|ZFIN ID: ZDB-PUB-180214-11|
Targeted knock-in of CreER T2 in zebrafish using CRISPR/Cas9.
Kesavan, G., Hammer, J., Hans, S., Brand, M.
|Source:||Cell and tissue research 372(1): 41-50 (Journal)|
|Registered Authors:||Brand, Michael, Hans, Stefan, Kesavan, Gokul|
|Keywords:||CRISPR/Cas9, Cre-loxp recombination, CreER T2, Knock-in, Zebrafish|
|PubMed:||29435650 Full text @ Cell Tissue Res.|
Kesavan, G., Hammer, J., Hans, S., Brand, M. (2018) Targeted knock-in of CreER T2 in zebrafish using CRISPR/Cas9.. Cell and tissue research. 372(1):41-50.

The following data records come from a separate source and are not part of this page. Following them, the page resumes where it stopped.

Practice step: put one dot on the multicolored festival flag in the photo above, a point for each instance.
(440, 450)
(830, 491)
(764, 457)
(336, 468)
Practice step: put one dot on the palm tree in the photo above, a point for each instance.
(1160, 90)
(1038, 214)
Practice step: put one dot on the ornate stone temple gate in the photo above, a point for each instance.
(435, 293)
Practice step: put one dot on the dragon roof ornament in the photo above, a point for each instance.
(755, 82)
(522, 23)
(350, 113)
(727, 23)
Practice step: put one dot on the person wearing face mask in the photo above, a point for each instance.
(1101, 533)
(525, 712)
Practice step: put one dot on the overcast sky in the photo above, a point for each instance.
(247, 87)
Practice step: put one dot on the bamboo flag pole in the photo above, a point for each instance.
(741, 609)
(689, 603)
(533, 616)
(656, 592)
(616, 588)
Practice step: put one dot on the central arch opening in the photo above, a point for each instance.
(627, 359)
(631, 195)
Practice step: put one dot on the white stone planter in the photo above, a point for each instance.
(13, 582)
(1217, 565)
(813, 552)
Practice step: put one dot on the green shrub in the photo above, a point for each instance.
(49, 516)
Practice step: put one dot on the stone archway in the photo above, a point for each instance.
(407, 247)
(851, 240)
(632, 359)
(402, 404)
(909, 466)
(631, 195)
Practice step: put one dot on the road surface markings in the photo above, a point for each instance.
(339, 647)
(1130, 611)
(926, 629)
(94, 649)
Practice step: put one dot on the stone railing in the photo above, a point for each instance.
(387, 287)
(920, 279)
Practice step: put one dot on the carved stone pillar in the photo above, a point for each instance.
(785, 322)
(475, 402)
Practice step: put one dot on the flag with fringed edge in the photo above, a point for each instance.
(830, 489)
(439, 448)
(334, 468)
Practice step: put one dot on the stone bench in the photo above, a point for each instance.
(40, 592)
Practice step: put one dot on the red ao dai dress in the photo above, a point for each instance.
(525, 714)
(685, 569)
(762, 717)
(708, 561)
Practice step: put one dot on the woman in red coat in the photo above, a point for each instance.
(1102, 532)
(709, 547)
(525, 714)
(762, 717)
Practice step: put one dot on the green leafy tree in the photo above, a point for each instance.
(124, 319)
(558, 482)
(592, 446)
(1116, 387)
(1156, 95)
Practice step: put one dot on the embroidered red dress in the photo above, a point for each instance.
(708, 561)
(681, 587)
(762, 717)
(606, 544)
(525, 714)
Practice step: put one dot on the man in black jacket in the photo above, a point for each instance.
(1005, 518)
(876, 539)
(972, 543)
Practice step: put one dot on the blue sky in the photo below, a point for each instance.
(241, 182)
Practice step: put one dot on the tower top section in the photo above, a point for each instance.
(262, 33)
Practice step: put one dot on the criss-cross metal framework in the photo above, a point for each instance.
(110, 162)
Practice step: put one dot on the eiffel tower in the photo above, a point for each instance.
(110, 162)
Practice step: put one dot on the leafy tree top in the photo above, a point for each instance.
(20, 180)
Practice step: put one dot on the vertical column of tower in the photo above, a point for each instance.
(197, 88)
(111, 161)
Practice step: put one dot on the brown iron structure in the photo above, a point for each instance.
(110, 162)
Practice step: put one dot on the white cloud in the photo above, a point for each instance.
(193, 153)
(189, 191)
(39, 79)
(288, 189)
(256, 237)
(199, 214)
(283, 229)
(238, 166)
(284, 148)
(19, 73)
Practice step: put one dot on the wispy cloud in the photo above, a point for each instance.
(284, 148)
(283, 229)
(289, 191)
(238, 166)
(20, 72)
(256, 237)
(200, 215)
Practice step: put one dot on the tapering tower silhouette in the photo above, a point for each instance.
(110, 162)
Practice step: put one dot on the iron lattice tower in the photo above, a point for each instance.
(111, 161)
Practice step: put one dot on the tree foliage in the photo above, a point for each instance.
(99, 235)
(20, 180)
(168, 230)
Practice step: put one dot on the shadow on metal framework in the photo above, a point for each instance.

ABSTRACTNew genome-editing approaches, such as the CRISPR/Cas system, have opened up great opportunities to insert or delete genes at targeted loci and have revolutionized genetics in model organisms like the zebrafish. The Cre-loxp recombination system is widely used to activate or inactivate genes with high spatial and temporal specificity. Using a CRISPR/Cas9-mediated knock-in strategy, we inserted a zebrafish codon-optimized CreER T2 transgene at the otx2 gene locus to generate a conditional Cre-driver line. We chose otx2 as it is a patterning gene of the anterior neural plate that is expressed during early development. By knocking in CreER T2 upstream of the endogenous ATG of otx2, we utilized this gene's native promoter and enhancer elements to perfectly match CreER T2 and endogenous otx2 expression patterns. Next, by combining this novel driver line with a Cre-dependent reporter line, we show that only in the presence of tamoxifen can efficient Cre-loxp-mediated recombination be achieved in the anterior neural plate-derived tissues like the telencephalon, the eye and the optic tectum. Our results imply that the otx2:CreER T2 transgenic fish will be a valuable tool for lineage tracing and conditional mutant studies in larval and adult zebrafish.